Mardi 21 février 2012 -. « Le NIL » »
A 10h00 sur la 5, après les maternelles « Marcel Rufo », pédopsychiatre dit « qu’il faut raconter aux enfants des contes qui font peur, car cette peur correspond à la leur, celle que -dit-il- nous avons tous dans la petite enfance, qui est naturelle dans la tête de chaque tout petit ».
Cela me donne à réfléchir, même si cela m’explique « le Petit poucet, Barbe bleu, les contes de Perrault qui me semblent ne plus correspondre du tout à notre époque.
10h10 à 11h10,l’émission « Des fleuves et des hommes » nous fait revivre « Le Nil » depuis ses origines. Dix huit millions de cairotes habitent Le Caire ! ( Je n’ai Pas le temps de tout noter)- Mais dans le même temps, actuellement des familles entières, pauvres, vivent en permanence sur ce fleuve extraordinaire. Des prises de vues magnifiques nous font rêver, tandis que l’évocation des pharaons nous ramène en arrière,à cette époque où le Nil débordait trois mois durant, fertilisant la terre pour les mois à venir grâce au limon déposé, permettant aussi le transport sur ce fleuve des matériaux pour la construction des pyramides .
Voir et entendre des explications claires, données par des êtres que l’on sent passionnés, lorsque l’on a du mal à lire, c’est un ravissement.
La comparaison avec cette époque où le Nil faisait fonction de Dieu pour les humains et maintenant, où les débordement n’existent plus et de ce fait, - aux confins du Désert- les habitants privés d’eau courante achètent l’eau…(à peu près 800 marchands, venus du Caire, font fortune avec la vente d’eau potable) ou parcourent des kilomètres pour simplement se laver… !

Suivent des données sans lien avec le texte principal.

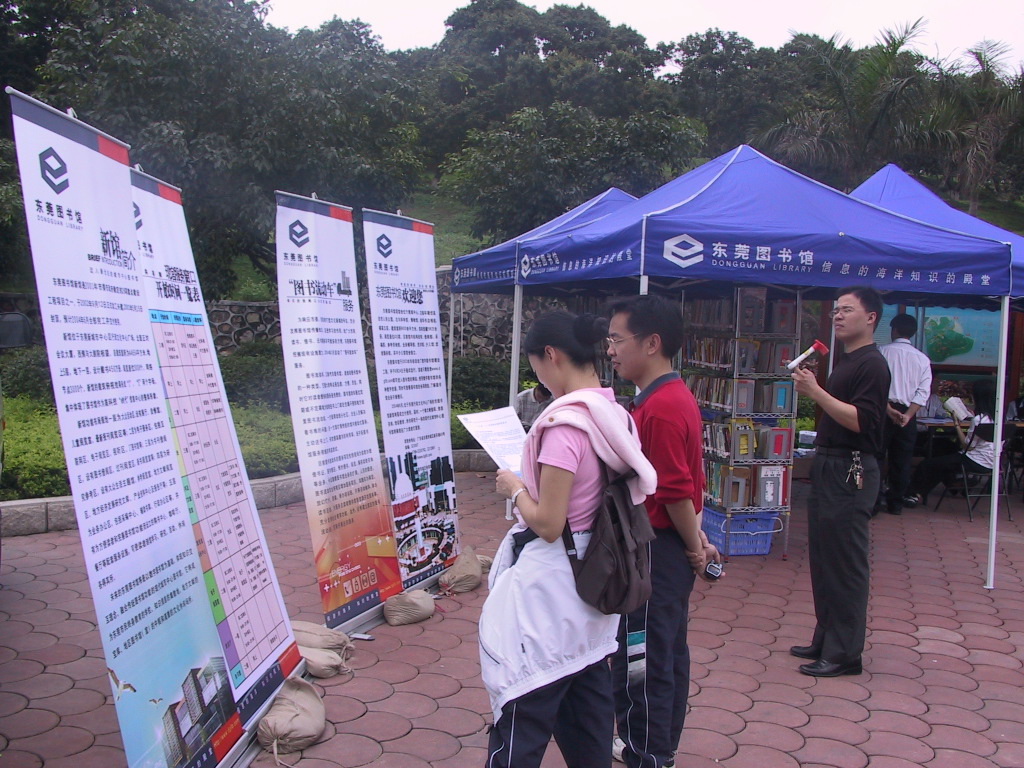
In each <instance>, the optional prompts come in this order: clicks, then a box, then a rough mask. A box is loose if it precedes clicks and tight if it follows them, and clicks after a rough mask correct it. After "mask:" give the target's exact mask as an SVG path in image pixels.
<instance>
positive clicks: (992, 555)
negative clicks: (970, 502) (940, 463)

Les commentaires sont emplis de bienveillance, mais l’on comprend que l’électrification à tout va dans les villes, la modernisation rapide, la construction de barrages monstrueux détournant le lit du fleuve,( le barrage d’Assouan entre autres, construit en en 1970 fournit 90 pour cent de l’électricité » font de l’Egypte ancienne une autre Egypte ; Le sol,dans ce pays très chaud, n’est plus inondé par le Nil et est devenu totalement infertile, improductif pour les populations vivant près de ses bords. de ce fait, , la raréfaction de l’eau potable et même de l’eau du Nil pour les animaux, les terres, et les végétaux, annoncent la fin de certaines peuplades, de leurs croyances religieuses etc.…Pourtant le Nil reste omnipotent en Egypte; Des projets d‘irrigation du désert existent…Des projets ! Alors que 80 millions d’égyptiens manquent d’eau, au quotidien actuellement.
PS : Chacun de nous devrait écrire chaque jour quelques mots sur « sa journée ». J’écris cela car- en admirant le reportage sur le Nil que j’ai eu du plaisir à retranscrire présentement-, je me revois des années en arrière : je venais d’expliquer à Madeleine que je ne l’aimais plus. Et, devant son désespoir, je lui avais offert de partir quelque part, loin, de voyager seule, sans moi, afin d’ accepter l’idée de notre séparation inéluctable : Elle était donc partie 10 jours en voyage organisé en Egypte : Or, j’ai beau chercher je ne me souviens d’aucun compte-rendu ou commentaire lors de son retour, sur ce qu’elle avait vécu, les pyramides etc., etc.… Rien. C’était une silencieuse, Madeleine, et le temps passant, je réalise que les individus quasi-muets me fascinent toujours : Il y a tant de choses à échanger lorsque l’on vit à deux que c’est curieux ! Etais-je trop bavarde… ? ou « l’autre »ne savait-il, finalement rien communiquer ? Rien dire ?
C’est pour ça que je crois qu’il faudrait écrire chaque jour les temps forts du présent : Pour mieux comprendre Sa propre vie, Ses échecs et Ses victoires, concrètement ; Sa réelle responsabilité dans un couple quel qu’il soit lorsqu’il qui en arrive à la séparation. Séparation impensable… lorsque -par amour- on avait choisi de vivre à DEUX.